High tech tracking is just a single thread of the regulatory tapestry.  Under Colorado’s regulatory framework, growers are currently subject to another fractional regulation – an 85/15 Rule.  This rule provides that producers must demonstrate to state regulators that they are legally selling at least eighty-five percent (85%) of their product legally before getting permission to add additional plants to their operation.

And if you’re thinking about getting into the booming edibles industry, there are plenty of additional regulations to comply with.

For example, to prevent paranoid freakouts where people (like influential NYT columnists) become convinced that they had died Colorado is requiring that cannabis edibles be easy for consumers to divide into 10 milligram “servings” of THC.

Edibles are also required to undergo testing for food contaminants, such as E. coli and salmonella.  And if your edible product of choice is a granola or a soda, then you are going to be subject to additional packaging requirements as well because the active psychoactive ingredient can't be easily separated from the rest of the food/drink.

Awareness and Mastery of Regulatory Frameworks is Essential for Cannabusiness

So while the consumer probably doesn’t need to entertain any feelings of paranoia over the RFID system, those that are a part of the cannabis supply chain should absolutely exercise caution by carefully following regulatory policies. 

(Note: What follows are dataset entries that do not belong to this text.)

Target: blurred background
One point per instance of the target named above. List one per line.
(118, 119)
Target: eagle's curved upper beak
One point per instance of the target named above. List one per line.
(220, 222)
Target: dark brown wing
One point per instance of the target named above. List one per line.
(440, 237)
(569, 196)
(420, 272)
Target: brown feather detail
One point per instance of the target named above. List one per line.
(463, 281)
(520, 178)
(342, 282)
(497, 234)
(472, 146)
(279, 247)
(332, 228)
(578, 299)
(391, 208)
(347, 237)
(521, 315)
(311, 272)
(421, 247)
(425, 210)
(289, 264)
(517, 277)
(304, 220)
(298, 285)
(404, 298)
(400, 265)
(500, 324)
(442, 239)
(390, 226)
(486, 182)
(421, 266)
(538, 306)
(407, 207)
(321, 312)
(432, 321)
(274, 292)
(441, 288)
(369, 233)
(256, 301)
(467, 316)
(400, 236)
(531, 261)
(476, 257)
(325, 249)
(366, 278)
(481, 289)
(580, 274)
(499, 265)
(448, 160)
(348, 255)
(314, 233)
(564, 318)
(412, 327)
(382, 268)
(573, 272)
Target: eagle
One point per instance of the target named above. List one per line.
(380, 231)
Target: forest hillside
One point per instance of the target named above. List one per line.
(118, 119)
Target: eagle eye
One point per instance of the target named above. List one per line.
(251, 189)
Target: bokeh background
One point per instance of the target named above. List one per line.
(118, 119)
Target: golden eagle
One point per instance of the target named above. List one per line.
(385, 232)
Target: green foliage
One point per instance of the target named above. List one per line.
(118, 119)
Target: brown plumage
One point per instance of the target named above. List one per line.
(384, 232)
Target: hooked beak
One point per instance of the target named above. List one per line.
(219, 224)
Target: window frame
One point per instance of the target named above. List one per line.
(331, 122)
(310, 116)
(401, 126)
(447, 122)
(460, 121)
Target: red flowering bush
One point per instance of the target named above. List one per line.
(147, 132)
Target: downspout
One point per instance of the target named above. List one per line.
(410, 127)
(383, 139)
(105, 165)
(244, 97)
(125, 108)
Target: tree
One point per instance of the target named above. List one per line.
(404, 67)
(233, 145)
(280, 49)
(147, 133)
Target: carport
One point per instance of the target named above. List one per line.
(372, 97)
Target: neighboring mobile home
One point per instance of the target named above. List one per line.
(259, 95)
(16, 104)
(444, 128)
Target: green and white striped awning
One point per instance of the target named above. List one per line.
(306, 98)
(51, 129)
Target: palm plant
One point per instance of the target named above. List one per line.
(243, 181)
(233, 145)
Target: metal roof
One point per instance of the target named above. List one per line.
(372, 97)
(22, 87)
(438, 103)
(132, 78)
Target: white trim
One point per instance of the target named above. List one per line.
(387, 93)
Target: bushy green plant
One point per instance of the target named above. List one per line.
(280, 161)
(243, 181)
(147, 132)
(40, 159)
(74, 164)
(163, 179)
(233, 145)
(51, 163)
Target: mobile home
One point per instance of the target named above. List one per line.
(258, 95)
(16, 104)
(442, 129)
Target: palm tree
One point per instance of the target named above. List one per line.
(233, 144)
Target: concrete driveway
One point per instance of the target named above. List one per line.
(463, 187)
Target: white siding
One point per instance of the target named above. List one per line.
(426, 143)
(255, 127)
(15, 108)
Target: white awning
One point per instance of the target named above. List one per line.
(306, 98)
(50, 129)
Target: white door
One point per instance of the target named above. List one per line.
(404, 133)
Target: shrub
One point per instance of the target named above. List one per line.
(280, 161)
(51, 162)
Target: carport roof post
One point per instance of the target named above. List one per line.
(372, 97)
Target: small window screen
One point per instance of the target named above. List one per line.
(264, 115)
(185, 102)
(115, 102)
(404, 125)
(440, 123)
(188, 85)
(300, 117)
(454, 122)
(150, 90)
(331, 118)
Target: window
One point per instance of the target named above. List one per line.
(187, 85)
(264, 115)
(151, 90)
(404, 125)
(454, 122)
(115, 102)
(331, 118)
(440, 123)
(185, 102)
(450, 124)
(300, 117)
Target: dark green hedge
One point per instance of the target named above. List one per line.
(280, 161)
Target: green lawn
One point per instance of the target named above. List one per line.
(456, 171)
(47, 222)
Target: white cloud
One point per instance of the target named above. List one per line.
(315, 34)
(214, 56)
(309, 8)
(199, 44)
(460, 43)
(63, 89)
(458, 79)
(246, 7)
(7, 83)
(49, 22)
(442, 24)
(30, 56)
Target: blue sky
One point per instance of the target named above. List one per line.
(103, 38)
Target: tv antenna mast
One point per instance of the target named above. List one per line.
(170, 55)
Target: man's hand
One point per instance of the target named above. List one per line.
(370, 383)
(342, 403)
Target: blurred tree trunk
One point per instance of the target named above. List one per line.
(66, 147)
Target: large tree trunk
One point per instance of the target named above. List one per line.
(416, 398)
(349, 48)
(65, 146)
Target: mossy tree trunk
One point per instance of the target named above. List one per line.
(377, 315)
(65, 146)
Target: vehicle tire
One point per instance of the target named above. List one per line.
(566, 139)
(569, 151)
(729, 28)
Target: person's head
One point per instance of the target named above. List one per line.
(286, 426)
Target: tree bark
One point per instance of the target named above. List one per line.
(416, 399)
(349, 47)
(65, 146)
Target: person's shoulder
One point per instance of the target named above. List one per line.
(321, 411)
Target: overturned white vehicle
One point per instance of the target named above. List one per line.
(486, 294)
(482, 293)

While the federal government has stated that it won’t move against recreation retail outlets in areas where it is legal, the U.S. Attorney General has stated that it will be specifically looking for dispensaries that are disregarding federal law, and will not hesitate to intervene if cannabusinesses cannot

  • · Keep marijuana away from kids;
  • · Ensure that criminal gangs are kept out of the equation;
  • · Ensure that Marijuana is not being trafficked to other states.

As such, participants in the Colorado cannabis supply chain need to remain mindful of how the complex web of state and federal regulations interact and take care to stay on the right side of the law.